South African retailer Truworths has left Nigeria citing import restrictions.
“We were unable to operate the stores properly any longer because we were unable to send merchandise to the stores because there’s regulation preventing that,” chief executive Michael Mark told Reuters in telephone interview on Thursday.
The company said it was even struggling to pay its rent and get access to foreign exchange which is scarce these days in Nigeria as a result of the slump in oil prices. Oil accounts for more than 90 percent of Nigeria’s forex earnings. The country’s currency has thus lost most of its value, exchanging for 380 naira to a dollar on Thursday, February 19, 2016 from 263 naira per dollar at the beginning of January.

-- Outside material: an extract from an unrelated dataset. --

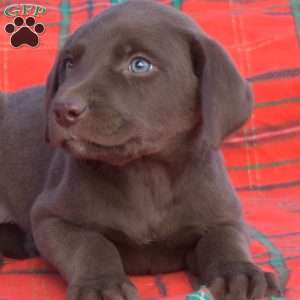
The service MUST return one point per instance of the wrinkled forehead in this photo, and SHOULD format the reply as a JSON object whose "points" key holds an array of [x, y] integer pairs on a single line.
{"points": [[134, 28]]}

President Muhammadu Buhari has effectively banned the import of over 600 goods, hoping this would help boost local manufacturing and strengthen the naira. He has spoken publicly against devaluation, insisting no one has been able to convince him on why he should devalue the naira, although the decision on this constitutionally lies with the central bank governor, who has not said much about the falling currency in recent times. Buhari has reiterated his resolve to hold the exchange rate at the current official band, saying he would not kill the naira. However, the currency has continued to lose more value with every new restriction aimed at reducing pressure on the foreign exchange which is drying up.
Foreign companies are not the only ones hurt by the current red tape, local small businesses that use raw materials or services sourced abroad have also been complaining about how their businesses are affected. With the foreign exchange available inadequate for everyone who can access them legally, they and others who have been restricted by recent policies, have had to turn to the black market to source foreign exchange, further increasing the value of foreign currencies at the expense of the naira.
Although the import restrictions have affected Truworths, South Africa’s largest publicly traded clothing chain, the company has not really been having it good in Nigeria. Despite making losses, the company had been banking on the growth potential of Nigeria and did not follow fellow South African retail chain Woolworths out of Nigeria in 2013.
“We were making losses, but I don’t think we will in the future,” Bloomberg quoted Mark to have said of Nigeria.
As at 1:13 PM SAST today, Truworths shares had dropped 1.61 percent to 9,416.00ZAC on the Johannesburg Stock Exchange (JSE).